Suncor spokeswoman Darcie Park and Canadian Oil Sands spokeswoman Siren Fisekci said their companies needed more time to assess the impact of the government’s action. Suncor shares fell $5.65, or 5.3 percent, to $100.50 in extended trading.
The new royalties will slow activity, though they won’t cripple Alberta’s oil-sands industry, said Peter Linder, an energy analyst and senior adviser with Calgary-based DeltaOne Energy Fund. About C$149 billion in oil-sands projects are planned for the province, according to information from the government.
“We’ll see $100 oil imminently,” he said in a telephone interview. “Let’s face it, with $100 oil, oil-sands development an take a higher royalty structure.”

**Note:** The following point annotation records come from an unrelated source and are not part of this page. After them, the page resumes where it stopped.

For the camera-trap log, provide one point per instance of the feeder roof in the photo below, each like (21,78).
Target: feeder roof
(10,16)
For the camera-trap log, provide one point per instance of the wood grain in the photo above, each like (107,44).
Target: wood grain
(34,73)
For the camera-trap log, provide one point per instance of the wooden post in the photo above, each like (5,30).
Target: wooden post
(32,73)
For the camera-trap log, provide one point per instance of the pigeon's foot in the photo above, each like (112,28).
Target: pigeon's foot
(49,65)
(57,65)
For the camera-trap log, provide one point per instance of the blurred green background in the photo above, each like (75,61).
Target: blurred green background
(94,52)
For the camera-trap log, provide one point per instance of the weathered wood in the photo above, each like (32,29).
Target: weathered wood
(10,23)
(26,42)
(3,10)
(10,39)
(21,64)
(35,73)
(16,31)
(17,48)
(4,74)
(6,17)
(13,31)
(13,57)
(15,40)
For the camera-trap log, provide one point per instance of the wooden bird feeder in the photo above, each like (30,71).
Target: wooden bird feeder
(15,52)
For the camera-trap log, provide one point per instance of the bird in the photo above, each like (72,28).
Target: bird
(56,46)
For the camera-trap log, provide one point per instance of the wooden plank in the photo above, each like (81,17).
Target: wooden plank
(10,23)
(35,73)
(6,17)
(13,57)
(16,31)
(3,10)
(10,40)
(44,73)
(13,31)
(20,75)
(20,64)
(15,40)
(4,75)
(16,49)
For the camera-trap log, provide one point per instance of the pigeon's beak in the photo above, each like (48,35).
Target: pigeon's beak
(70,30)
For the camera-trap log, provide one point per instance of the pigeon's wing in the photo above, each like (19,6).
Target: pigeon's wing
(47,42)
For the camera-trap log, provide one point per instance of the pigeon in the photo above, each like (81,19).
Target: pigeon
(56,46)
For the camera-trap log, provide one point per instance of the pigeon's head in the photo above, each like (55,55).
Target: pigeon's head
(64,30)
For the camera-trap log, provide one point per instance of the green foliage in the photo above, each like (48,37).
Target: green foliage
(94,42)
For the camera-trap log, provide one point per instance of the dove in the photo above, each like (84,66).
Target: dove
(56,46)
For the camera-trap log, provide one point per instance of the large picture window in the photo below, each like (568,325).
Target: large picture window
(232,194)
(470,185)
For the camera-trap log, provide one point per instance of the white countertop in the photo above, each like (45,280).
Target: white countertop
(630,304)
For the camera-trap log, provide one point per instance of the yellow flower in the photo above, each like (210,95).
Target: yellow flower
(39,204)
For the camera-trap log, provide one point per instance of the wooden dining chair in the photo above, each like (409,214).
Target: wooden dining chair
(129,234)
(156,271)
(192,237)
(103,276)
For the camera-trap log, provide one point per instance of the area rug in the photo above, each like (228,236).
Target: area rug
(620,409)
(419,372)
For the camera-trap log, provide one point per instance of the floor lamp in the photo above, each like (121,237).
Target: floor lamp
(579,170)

Alberta’s share of oil-sands revenue will vary from 56 to 66 percent, depending on prices, the government said. The panel’s suggestions would have boosted the government’s share of oil-sands revenue to 64 percent.
The government’s share of gas royalties will rise to 60 percent, up 2 percentage points from current levels. The panel recommended boosting the rate to 63 percent.
Alberta’s take from oil wells will climb the 5 percentage points suggested by the panel and rise to 49 percent.
Government revenue from gas wells will increase by an estimated C$470 million in 2010, or about 64 percent of the increased payments suggested by the panel, according to a government document. The higher oil-sands rates will also add an estimated C$470 million, or about 70 percent of the increase outlined by the panel.
Royalties from oil and gas production and the sale of drilling permits on provincially owned mineral rights are forecast to total C$10.5 billion this year, about a third of the province’s forecast spending of C$33.1 billion, according to the government’s Web site
Alberta’s oil sands, about 750 kilometers (466 miles) north of Calgary, are estimated to contain 175 billion barrels of recoverable oil, second only to Saudi Arabia’s 259 billion barrels, according to the Canadian Association of Petroleum Producers.
To contact the reporters on this story: Ian McKinnon in Calgary at email@example.com ; Sonja Franklin in Calgary at firstname.lastname@example.org Last Updated: October 25, 2007 20:30 EDT
October 26, 2007 at 1:36 pm #7208
Alberta raising Oil/NG Royalties after 2009 from 1% to 9% before investment payout & 25-40% after investment recovery = Proving once again that US does not have sole ownership of Government stupidity = Canada, Europe & rest of the world have their fair share as well. As the article indicates this was pure political play – to get public appeasment & get re-elected – it doesnt stand chance to pick up the $1.4-$2 billion in incremental revenue (due response reactions it is likely to set in motion). An action like this will only cripple projects and cause them to cancel or move to one other regions. (A Tax proposal that was going to be implemented with Royalty change has already been cancled.)
This political “plan” does not exempt Canadian producers Suncor & Syncrude that are worlds largest Oil Sands producers and even though their Royalty agreements don’t expire 2016, pressure to have them adopt the new rates early (or face worse ones?) is already being applied.
Alberta already has 56-66% (depends on oil price) of the Oil Sands Revenue and this panel’s proposed plans change that to 64%+…… but stock prices reactions for OS producers are already in freefall & the plan has lot negative feedback <Greed on this level seldom works long term>.
But this does put a question mark around Alberta Upgrader & Coker expansions as well as the US Refinery Coker expansions that were to use the Synthetic /Blended Bitumen crudes.